Democracy is the antidote for corruption

Chinese President Hu is calling for more democracy in China as an antidote to corruption. Large political systems have corruption. The opposite of corruption in large political systems is not sainthood--not in this life. The opposite of corruption is democracy. People tend to not choose to be oppressed and exploited and starved when they have a voice in the matter.
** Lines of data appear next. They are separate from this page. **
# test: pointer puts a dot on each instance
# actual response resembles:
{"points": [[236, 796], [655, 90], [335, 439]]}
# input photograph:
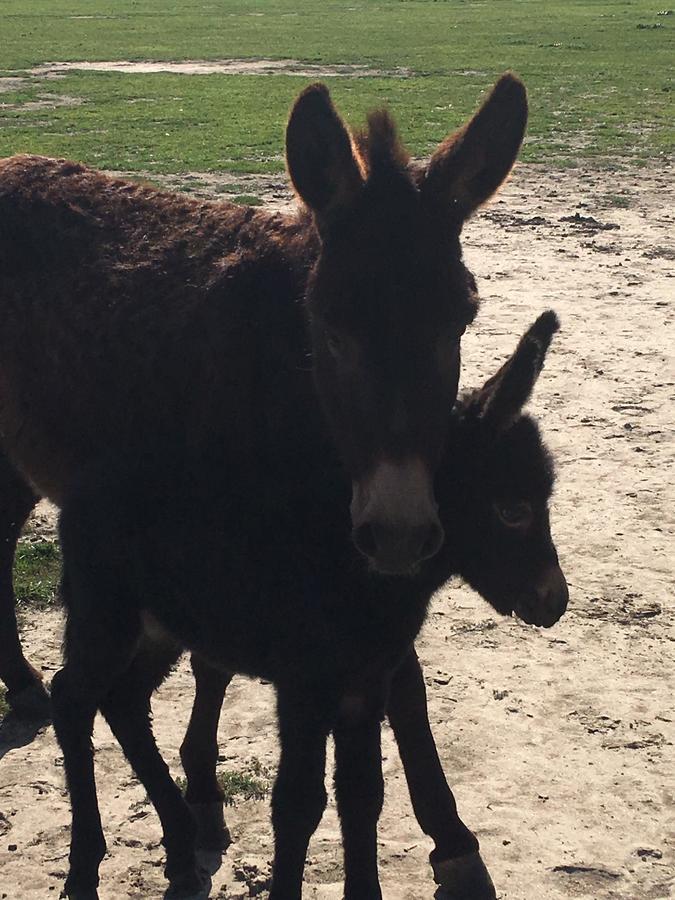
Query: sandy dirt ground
{"points": [[558, 744]]}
Look at the great tax giveaway to America's richest of the rich and see it as a failure of representative democracy.
Source: Speech at Harvard's Kennedy School of Government Oct 2, 2003

We need fair voting, good candidates, and good citizens

The parchment document of the Constitution is not enough-we also require supportive institutions and sacred processes; we need these five things:
  1. We need fair and accurate voting systems that we can trust beyond a shadow of doubt
  2. We need worthy candidates who represent our interests and values and who are free from entangling financial obligations to special interests
  3. We need a free press that takes as a sacred trust its duty to inform the citizenry on the great and small issues of the day, regardless of the popular appeal of those stories and regardless of the profitability of providing that coverage
  4. We must be an unhurried society, with each of us given the time and resources to be active citizens, not mere mice on corporate treadmills
  5. We must be an educated people, forever students of the vital issues before us, so that, as a self-governing people, we might govern ourselves well. Our schools must produce citizens.
In many of these five areas, we are now in trouble.
Source: Speech on voter rights in Tallahassee, Florida Jun 17, 2001

Vote against any candidate who supports soft money

I propose that Congressional incumbents and challengers say yes or no to a simple, 25-word pledge. It reads as follows:
I pledge my vote and full procedural support to ban soft money-the unlimited contributions to state and federal political races that undermine our democracy.
If your incumbents will not take this simple pledge, vote against them no matter how much you love them. Our way of life as a free and equal people is at stake, and we have no room in this battle for those who will not do the thing we all know is right.

I am suggesting this pledge here for the first time. I will go to Washington to see who will take the pledge and who will not. Then we will be ready for the coming elections, and I will ask my old bones and my many new friends to visit the states where we might do some good in these elections, and to raise a ruckus in those elections on behalf of our democracy and our grandchildren's future as free men and women.